We began attending a small Mennonite Brethren church that was starting up in MJ; we never officially joined but we fellowshipped there for a year without any major problems. Bob and I both taught Sunday School and we were treated pretty much like full members. Our fellow believers became very dear to us. At one point the Protestant Evangelical churches in the city joined forces to sponsor a big Evangelical Crusade and we were as involved as anybody in the preparation activities.
The winter of ‘73-‘74 brought record snowfall to southern Sask and spring brought floods in various places. Both of the small creeks that ran through Moose Jaw overflowed and flooded houses in low lying areas. Once the flood waters subsided homeowners needed help to get rid of mud and ruined belongings, so the pastor of our little church asked the Mennonite Disaster Service to get involved and help with that. The MDS put out an appeal for volunteers from other Mennonite churches nearby. This was intended to, and did, bring much publicity to the little MB church.
Our pastor went to City Hall to discuss the MDS offer to help and he was told that a Henry Regehr, representing the Church of God in Christ, Mennonite, from Linden, Alberta, had been in touch with them. “And here’s his phone number. These fellows want to come and join in the cleanup, too.”
My husband, because of his allergies, was not able to help with the actual cleanup of flooded homes and he was between jobs right at that time, so he and our pastor were co-ordinating the activities of the crews that came. The pastor came back to the church and told Bob about this offer. He knew nothing about this CGCM group but Bob did, having bought grain from a few farmers of that persuasion back in Manitoba.
“Well, for one thing the men all wear beards…” Bob began.
Our pastor hurried to his office, grabbed the phone and called Henry Regehr. “We have things under control here, all the help we need. You don’t need to come. Thanks anyway.”
Bob was surprised, as the work had barely begun. He realized, though, that our pastor had been trying hard to cultivate a “we’re just your neighbours down the street” impression. He was trying to grow this church and appeal to the neighbours; if any odd-looking men would come, it would destroy the image of Mennonites that he was working so hard to build up in the community. He wanted folks to see we were as just the same as them –just Christians– so they’d feel comfortable if and when they attended our services.

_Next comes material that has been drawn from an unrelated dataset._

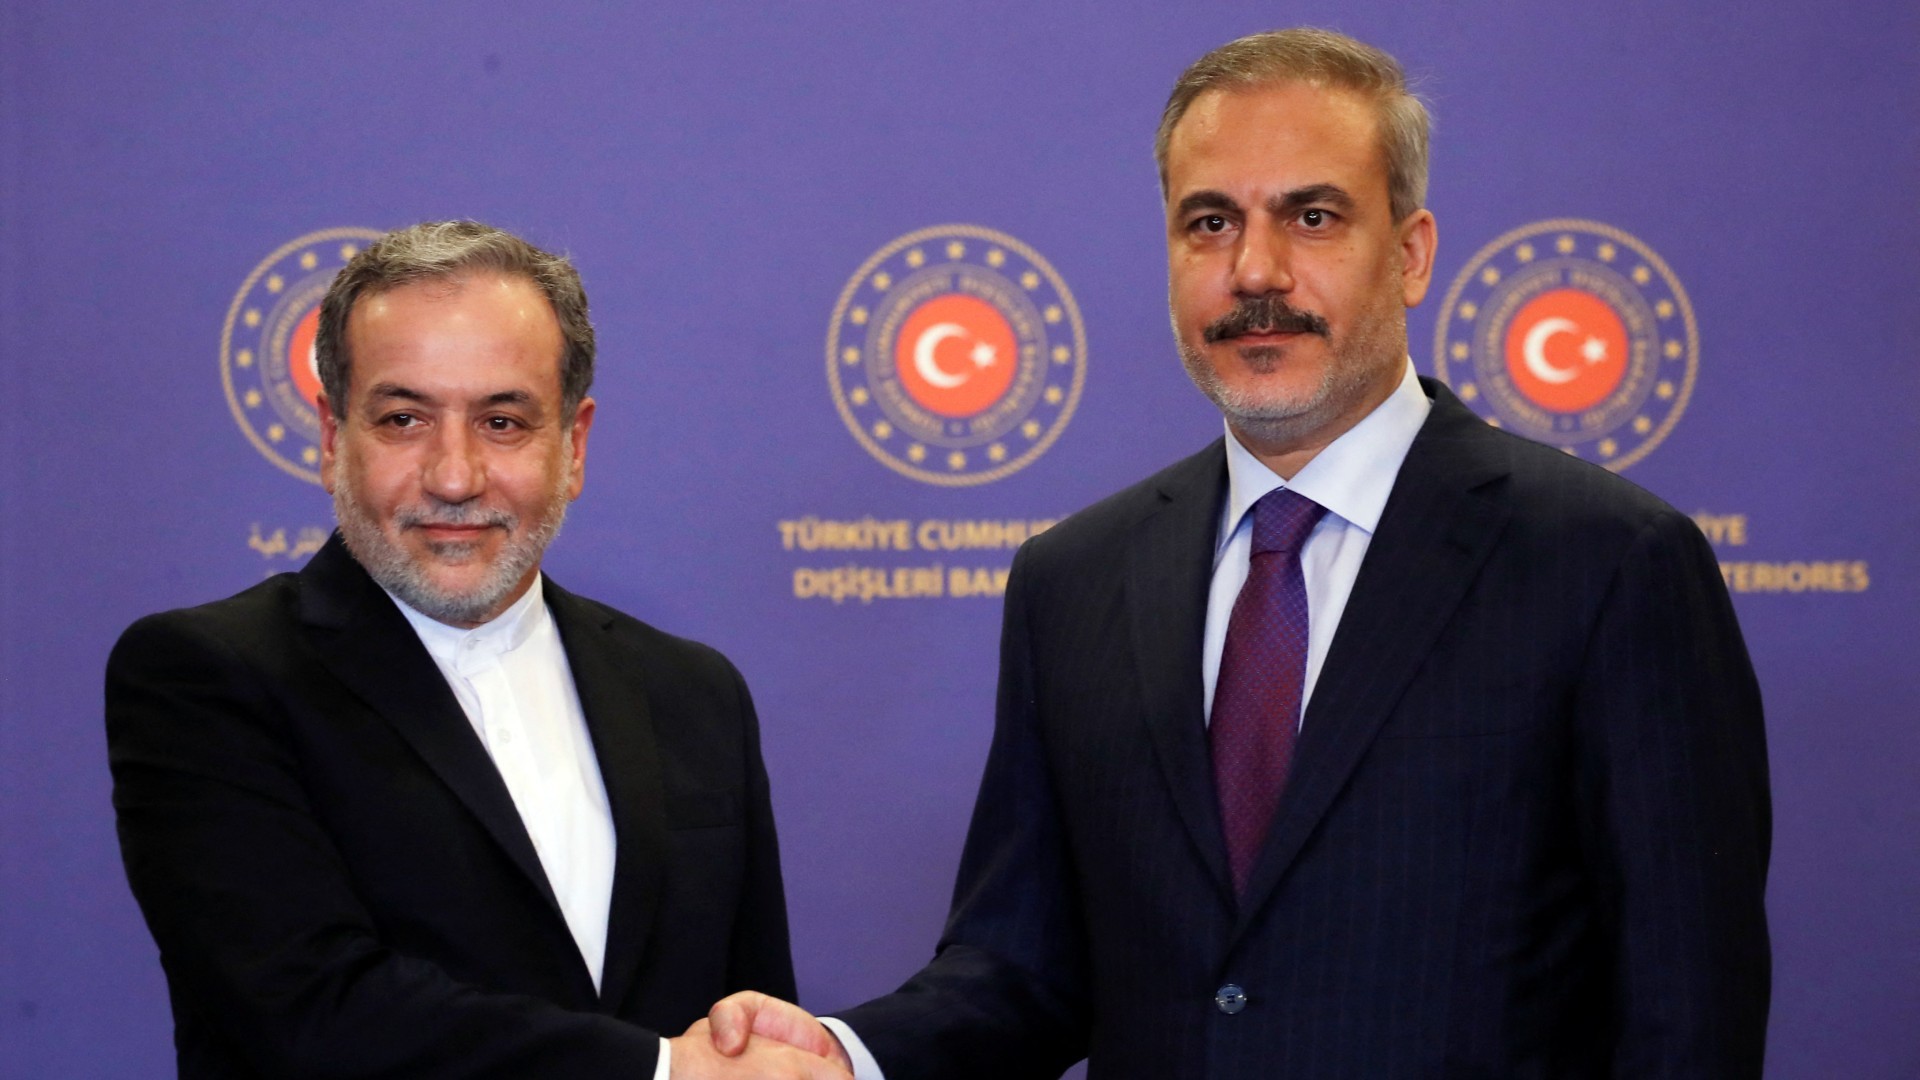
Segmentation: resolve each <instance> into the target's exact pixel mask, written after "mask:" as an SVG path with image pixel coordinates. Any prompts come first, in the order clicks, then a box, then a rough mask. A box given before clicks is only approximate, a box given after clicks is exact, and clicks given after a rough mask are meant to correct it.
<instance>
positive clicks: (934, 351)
mask: <svg viewBox="0 0 1920 1080" xmlns="http://www.w3.org/2000/svg"><path fill="white" fill-rule="evenodd" d="M972 336H973V334H970V332H968V329H966V327H962V325H960V323H933V325H931V327H927V329H925V331H922V332H920V338H918V340H916V342H914V371H918V373H920V377H922V379H925V380H927V384H931V386H939V388H941V390H952V388H954V386H960V384H962V382H966V380H968V379H970V377H972V375H973V371H970V369H966V367H962V369H960V371H958V373H954V371H947V369H945V367H941V365H939V359H935V356H933V352H935V350H937V348H941V342H945V340H948V338H972ZM968 359H972V361H973V369H987V367H993V363H995V361H996V359H1000V354H998V352H996V350H995V348H993V346H991V344H987V342H975V344H973V350H972V352H970V354H968Z"/></svg>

But he wasn’t able to deter these men and they did come. (Bob got a warm feeling when he heard they were coming; he felt from prior contact they were serious Christian people. In fact, it had been through the witness of one of those customers that he was born again.) When the men came they bedded down in the MB Church basement and in the evenings after the work was all done, Bob and I would visit with them about issues of Christian life.

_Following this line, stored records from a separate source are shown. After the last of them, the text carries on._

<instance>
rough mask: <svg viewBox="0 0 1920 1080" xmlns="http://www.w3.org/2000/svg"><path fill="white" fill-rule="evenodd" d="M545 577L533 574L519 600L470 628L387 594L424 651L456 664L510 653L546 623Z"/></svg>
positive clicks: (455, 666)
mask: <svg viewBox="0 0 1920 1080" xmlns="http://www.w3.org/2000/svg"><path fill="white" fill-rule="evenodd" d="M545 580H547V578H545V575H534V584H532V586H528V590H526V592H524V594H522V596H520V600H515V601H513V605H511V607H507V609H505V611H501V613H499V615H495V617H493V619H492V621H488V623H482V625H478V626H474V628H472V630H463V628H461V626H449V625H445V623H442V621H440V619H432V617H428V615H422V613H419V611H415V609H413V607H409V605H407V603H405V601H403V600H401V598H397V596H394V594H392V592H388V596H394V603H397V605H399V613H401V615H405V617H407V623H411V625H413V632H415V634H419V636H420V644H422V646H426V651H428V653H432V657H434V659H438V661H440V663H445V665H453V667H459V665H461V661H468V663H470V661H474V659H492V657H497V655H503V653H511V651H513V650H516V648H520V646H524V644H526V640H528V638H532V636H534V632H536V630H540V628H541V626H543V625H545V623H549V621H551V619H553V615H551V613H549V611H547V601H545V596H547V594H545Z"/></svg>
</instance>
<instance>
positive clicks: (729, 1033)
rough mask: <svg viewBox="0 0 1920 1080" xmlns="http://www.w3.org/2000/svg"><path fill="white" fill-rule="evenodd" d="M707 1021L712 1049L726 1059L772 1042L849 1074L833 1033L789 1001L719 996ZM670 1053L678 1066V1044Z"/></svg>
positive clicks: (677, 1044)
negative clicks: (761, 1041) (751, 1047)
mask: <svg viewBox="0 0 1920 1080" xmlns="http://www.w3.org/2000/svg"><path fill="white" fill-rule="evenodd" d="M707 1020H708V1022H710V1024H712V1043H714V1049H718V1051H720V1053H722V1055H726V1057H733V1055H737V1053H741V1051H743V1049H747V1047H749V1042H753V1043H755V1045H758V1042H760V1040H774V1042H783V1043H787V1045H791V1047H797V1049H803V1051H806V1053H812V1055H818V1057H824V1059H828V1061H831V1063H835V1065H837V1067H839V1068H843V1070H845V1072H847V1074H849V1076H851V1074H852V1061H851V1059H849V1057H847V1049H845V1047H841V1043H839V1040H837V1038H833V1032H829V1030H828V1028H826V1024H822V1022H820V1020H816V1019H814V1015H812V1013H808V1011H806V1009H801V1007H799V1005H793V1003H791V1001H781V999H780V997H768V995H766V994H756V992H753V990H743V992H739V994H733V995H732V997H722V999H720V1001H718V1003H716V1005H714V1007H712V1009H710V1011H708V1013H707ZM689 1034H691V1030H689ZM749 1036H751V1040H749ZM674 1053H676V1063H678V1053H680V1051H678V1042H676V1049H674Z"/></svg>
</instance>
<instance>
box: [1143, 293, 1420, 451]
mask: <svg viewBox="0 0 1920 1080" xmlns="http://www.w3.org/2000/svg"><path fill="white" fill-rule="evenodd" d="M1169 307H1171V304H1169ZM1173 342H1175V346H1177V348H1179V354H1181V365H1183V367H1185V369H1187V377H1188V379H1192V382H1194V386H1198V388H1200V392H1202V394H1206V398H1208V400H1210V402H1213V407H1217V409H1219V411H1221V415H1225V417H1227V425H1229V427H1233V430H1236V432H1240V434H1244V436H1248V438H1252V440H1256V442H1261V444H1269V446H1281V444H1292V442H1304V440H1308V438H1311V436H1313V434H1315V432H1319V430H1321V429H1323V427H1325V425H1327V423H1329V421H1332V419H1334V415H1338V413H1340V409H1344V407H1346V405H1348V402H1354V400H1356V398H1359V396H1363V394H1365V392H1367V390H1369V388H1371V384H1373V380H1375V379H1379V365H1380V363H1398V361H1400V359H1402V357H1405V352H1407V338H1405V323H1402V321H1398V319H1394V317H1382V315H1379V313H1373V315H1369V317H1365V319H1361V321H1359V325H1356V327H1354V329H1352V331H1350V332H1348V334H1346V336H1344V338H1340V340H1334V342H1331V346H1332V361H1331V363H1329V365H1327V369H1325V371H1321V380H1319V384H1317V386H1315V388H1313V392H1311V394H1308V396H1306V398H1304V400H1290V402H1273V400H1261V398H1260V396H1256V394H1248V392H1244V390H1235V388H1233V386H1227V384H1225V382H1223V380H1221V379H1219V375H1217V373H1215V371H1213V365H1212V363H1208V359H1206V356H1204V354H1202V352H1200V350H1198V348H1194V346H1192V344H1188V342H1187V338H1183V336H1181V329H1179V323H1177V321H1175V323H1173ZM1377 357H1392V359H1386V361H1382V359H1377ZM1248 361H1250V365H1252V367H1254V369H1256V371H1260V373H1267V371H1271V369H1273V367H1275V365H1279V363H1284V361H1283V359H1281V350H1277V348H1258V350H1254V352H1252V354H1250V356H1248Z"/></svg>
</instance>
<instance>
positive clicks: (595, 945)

After the cleanup was ended and these men went home again, I began reading some tracts they’d left behind. Good sound teaching here; much as we’d been hearing all along. Guarding your speech from swearing or profane slang; being honest; keeping yourself pure in thought and deed – nothing wrong with that.

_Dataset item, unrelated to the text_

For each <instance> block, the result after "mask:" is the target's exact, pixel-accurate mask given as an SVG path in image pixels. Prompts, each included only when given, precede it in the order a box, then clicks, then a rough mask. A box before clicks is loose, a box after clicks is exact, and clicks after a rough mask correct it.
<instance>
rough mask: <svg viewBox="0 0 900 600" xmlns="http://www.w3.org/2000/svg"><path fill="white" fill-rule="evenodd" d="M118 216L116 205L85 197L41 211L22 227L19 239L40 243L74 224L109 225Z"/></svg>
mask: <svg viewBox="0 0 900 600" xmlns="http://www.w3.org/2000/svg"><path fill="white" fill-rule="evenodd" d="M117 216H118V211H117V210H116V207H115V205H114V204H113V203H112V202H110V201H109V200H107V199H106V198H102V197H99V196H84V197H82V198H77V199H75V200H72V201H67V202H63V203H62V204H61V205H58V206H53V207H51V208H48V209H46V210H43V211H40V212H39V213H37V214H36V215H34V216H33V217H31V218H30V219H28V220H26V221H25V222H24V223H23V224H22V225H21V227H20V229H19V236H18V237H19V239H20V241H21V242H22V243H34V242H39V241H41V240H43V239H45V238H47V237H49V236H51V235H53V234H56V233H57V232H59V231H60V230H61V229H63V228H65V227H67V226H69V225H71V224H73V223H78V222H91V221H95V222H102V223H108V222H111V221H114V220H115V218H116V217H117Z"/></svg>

Then I picked up another tract – this one written for Christian women – and ran smack into a new word:
Submission. That God had an order…
“But I would have you know, that the head of every man is Christ; and the head of the woman is the man; and the head of Christ is God.” I Corinthians 11:3
I Corinthians chapter 11 meets North American child of the ‘60s with strong feminist leanings. Fireworks follow.
We’re in the 20th century now, Lord. Remember: liberty… equality… 50/50… equal rights for all. I read on…
Every man praying or prophesying, having his head covered, dishonoureth his head. But every woman that prayeth or prophesieth with her head uncovered dishonoureth her head…” Verses 4-5
God, this is archaic! Yes, I see it’s in the Bible, but no one can expect this ancient thinking to apply to us today. These people have been seriously misled.
It must be that Paul, some kind of woman-hater, scribbled his own views into this passage. How could you let him do that, God? Couldn’t You foresee the confusion it would cause in our day?
Submission to man? As in “subservience”? As in “inferior”? I’m supposed to go along with that?
Put on a head-covering as an outward sign of my submission to this “order”? NO WAY!”
I thought of other Christian women, my good friends. Of course we all believed in submission to God generally; we were all committed to obeying what we understood of His will. And the Christian wives I knew would all say their husbands were the head of their homes. In fact, trying to keep this principle was bringing a few of them into conflict when non-Christian husbands asked things of them that violated their consciences. But none of them wore a head covering – not even in church services.
So there has to be misunderstanding somewhere. I need to read I Corinthians 11 again.